Et c'est la sécheresse admirable de cette nature sans sensualité et sans cœur qui la fait si délicieusement vaporeuse, impérieuse et planante.
Mme de Nevermeuse surnage, délicate, hautaine et floue, tel un pastel au-dessus de soixante ans de décès et de deuil.»
L'orchestre entamait le prélude du troisième acte; de Bergues regagnait le fond de loge et du même coup nos trois lorgnettes abandonnaient le pastel vivant et l'énorme boa de plumes bleues qu'elles fixaient.
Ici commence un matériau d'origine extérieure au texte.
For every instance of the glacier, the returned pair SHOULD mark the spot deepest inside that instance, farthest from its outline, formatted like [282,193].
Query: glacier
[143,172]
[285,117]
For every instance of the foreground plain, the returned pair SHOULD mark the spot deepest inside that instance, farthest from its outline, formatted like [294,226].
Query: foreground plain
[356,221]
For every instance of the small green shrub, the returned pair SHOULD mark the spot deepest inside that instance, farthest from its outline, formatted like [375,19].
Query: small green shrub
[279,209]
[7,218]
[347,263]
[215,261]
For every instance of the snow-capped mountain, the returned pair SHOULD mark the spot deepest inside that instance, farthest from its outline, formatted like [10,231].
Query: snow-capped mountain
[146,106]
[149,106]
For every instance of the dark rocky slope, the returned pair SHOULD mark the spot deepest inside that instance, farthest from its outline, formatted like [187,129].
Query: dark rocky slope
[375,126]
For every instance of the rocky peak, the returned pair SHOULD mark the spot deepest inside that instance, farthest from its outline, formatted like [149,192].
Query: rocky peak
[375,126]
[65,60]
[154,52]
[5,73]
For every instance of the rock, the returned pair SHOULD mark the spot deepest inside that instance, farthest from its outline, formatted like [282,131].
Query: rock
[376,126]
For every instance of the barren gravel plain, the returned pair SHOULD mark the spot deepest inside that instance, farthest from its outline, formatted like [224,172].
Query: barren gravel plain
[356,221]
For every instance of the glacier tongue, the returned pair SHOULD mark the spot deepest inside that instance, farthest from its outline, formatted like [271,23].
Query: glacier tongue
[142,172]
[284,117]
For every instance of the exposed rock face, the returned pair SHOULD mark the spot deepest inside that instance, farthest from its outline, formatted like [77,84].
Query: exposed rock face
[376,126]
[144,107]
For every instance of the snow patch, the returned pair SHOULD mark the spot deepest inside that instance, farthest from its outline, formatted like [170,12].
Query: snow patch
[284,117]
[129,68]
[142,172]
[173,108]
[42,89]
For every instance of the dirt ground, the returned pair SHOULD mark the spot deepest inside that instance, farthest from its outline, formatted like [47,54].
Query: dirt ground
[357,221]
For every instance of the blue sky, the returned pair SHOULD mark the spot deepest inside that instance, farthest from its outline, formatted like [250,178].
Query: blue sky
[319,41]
Nous écoutions de nouveau Siegfried.
[II]
LE MASQUE DE BEAUTÉ
Mme de Nevermeuse, née Alice Mantelot, en premières noces lady Asthiner, était la quatrième fille d'un vague homme de lettres que ni le théâtre ni le journalisme n'avaient fait riche. Six petits Mantelot, quatre filles et deux garçons, pullulaient dans le petit appartement, dont il fallait déménager tous les dix-huit mois parce que devenu trop petit. Mme Mantelot donnait tous les ans à son mari un nouvel héritier, et, à chaque déménagement, la famille Mantelot montait d'un étage. Et Mme Mantelot mère, aujourd'hui boursouflée de lymphe et déformée par ses maternités généreuses, se lamentait le long des jours: le budget du ménage se grevait d'heure en heure, et, seul, le prix de la copie du père Mantelot ne montait pas. Elle baissait même, la copie du pauvre homme; elle baissait comme son talent, qui n'avait jamais été supérieur et qui diminuait de jour en jour, usé et étouffé par les tracas d'argent, les criailleries de Mme Mantelot et les récriminations de ces demoiselles.